Violent crime rate is high? I suppose it may be higher than Sweden or Norway, but I imagine it's way below Russia lol (oh the joys of sharing the border with them...). Either way, I'm not aware of the statistics so I can't really comment on that. It's also hard for me to say how 'macho' guys can get when they're alone, since I assume having a woman in the group tones it down... and since I don't drink myself I rarely see what they're like when they're drunk. Not to mention all my male friends are closer to the quiet nerdy type since, you know, I'm nerdy myself. So I'm not denying they exist but I have little personal experience about it.

Technically men are allowed to choose between the military and the civil services (does not involve cutting hair), but I can see your point of it being a personal rights issue.

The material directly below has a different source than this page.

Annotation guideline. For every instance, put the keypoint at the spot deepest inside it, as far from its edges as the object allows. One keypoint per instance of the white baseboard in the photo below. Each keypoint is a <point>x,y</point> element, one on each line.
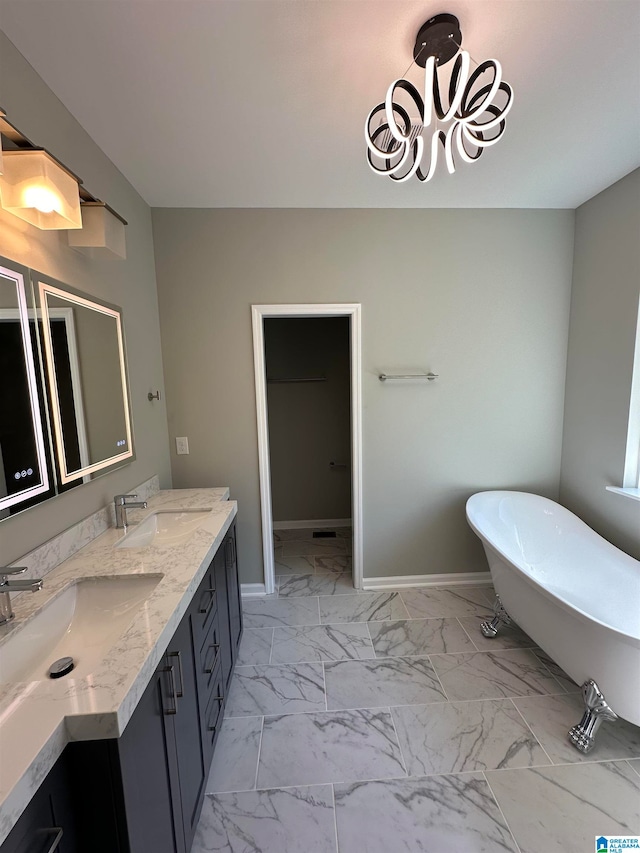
<point>447,579</point>
<point>249,589</point>
<point>318,522</point>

Now that I think about it, I think the reason for being "progressive" about gender equality is partially because the gender roles were looser than a lot of other countries to begin with. With the climate being what it is here, I imagine it would be a luxury to only have one gender working on agricultural jobs. So perhaps that explains some of the both gender equality and "Finnish women are masculine" -stereotype.
backdoornight May 29, 1:51 PM
Excellent work in the destruction of gænder roles.
Seijatachiiii Apr 17, 5:19 PM
i've never heard of "Flobx", I just googled it but nothing has come up, is it an actual thing? or am i missing something because ive never heard of it.

anyway, im sorry, the way I must of worded it sounded rude, I didn't mean to insult you or anything uwu

with you saying that gender is often not known, could you not just ask though? i mean i understand using gender neutral terms if you didn't know the gender but when you do i dont see the point in it. i really only find issue in it if people get offended in being called gender neutral, yet you contuine, otherwise i get its unimportant and not a big deal.